Attraverso il progetto "L'Europa inizia a Lampedusa" la società civile italiana si unisce alle istituzioni per inviare un messaggio forte e chiaro di apertura e di solidarietà e per mirare ad accrescere la consapevolezza che le nuove generazioni hanno dei temi legati alle migrazioni, ai diritti umani e all’accoglienza di migranti e rifugiati.
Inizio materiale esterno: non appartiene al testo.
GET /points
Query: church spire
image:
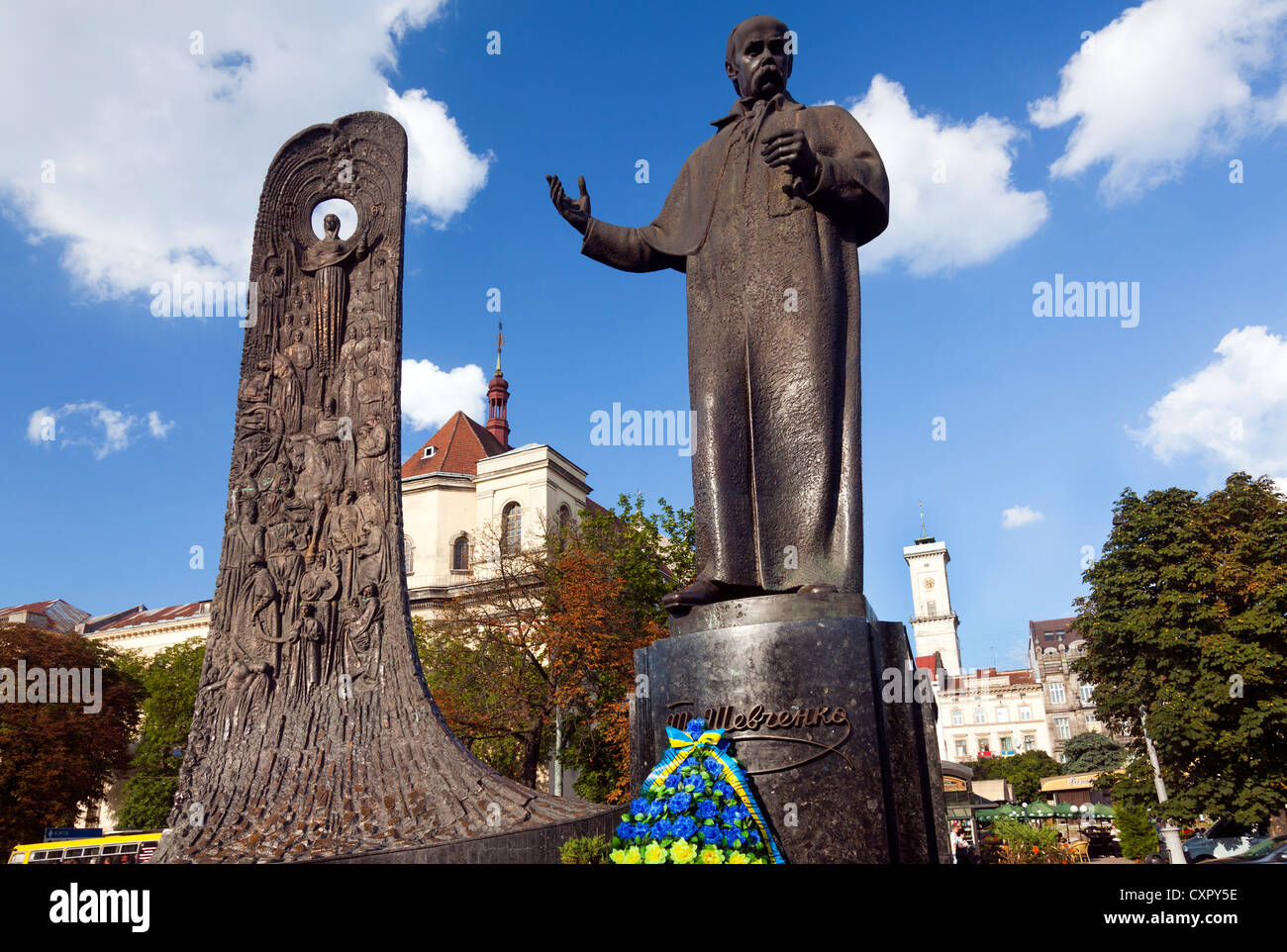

I rappresentanti dell’ANVCG, insieme al Presidente del Senato Pietro Grasso e al Ministro dell’Istruzione Valeria Fedeli, hanno preso parte ad un momento di raccoglimento davanti alla Porta d’Europa di Lampedusa. Alla celebrazione, che ha preceduto la commemorazione in mare sul luogo del naufragio a bordo delle motovedette della Guardia Costiera e delle barche dei pescatori di Lampedusa, erano presenti anche padre Mussie Zerai, l'arcivescovo di Agrigento Francesco Montenegro e alcuni sopravvissuti al naufragio del 3 ottobre 2013.

Dal 30 settembre al 3 ottobre 2017 si è svolto un vero e proprio programma interculturale, attraverso cui si è voluto favorire l’incontro di storie, persone e culture diverse incoraggiando il dialogo, l’apprendimento e soprattutto la solidarietà verso chi ha o ha avuto la forza di partire per diventare cittadino del mondo. Per il programma completo delle iniziative svolte, cliccare qui.

«I rifugiati che fuggono dai conflitti sono le nuove vittime civili di guerra ed è questo il messaggio che l’ANVCG vuole lanciare con la sua presenza qui e con le sue campagne», ha dichiarato il Presidente dell’ANVCG Giuseppe Castronovo, aggiungendo che «è fondamentale che l’Italia e l’Unione Europea sostengano la creazione di corridoi umanitari in aiuto delle sventurate persone costrette a lasciare le proprie terre a causa dei bombardamenti e degli scontri tra le opposte fazioni».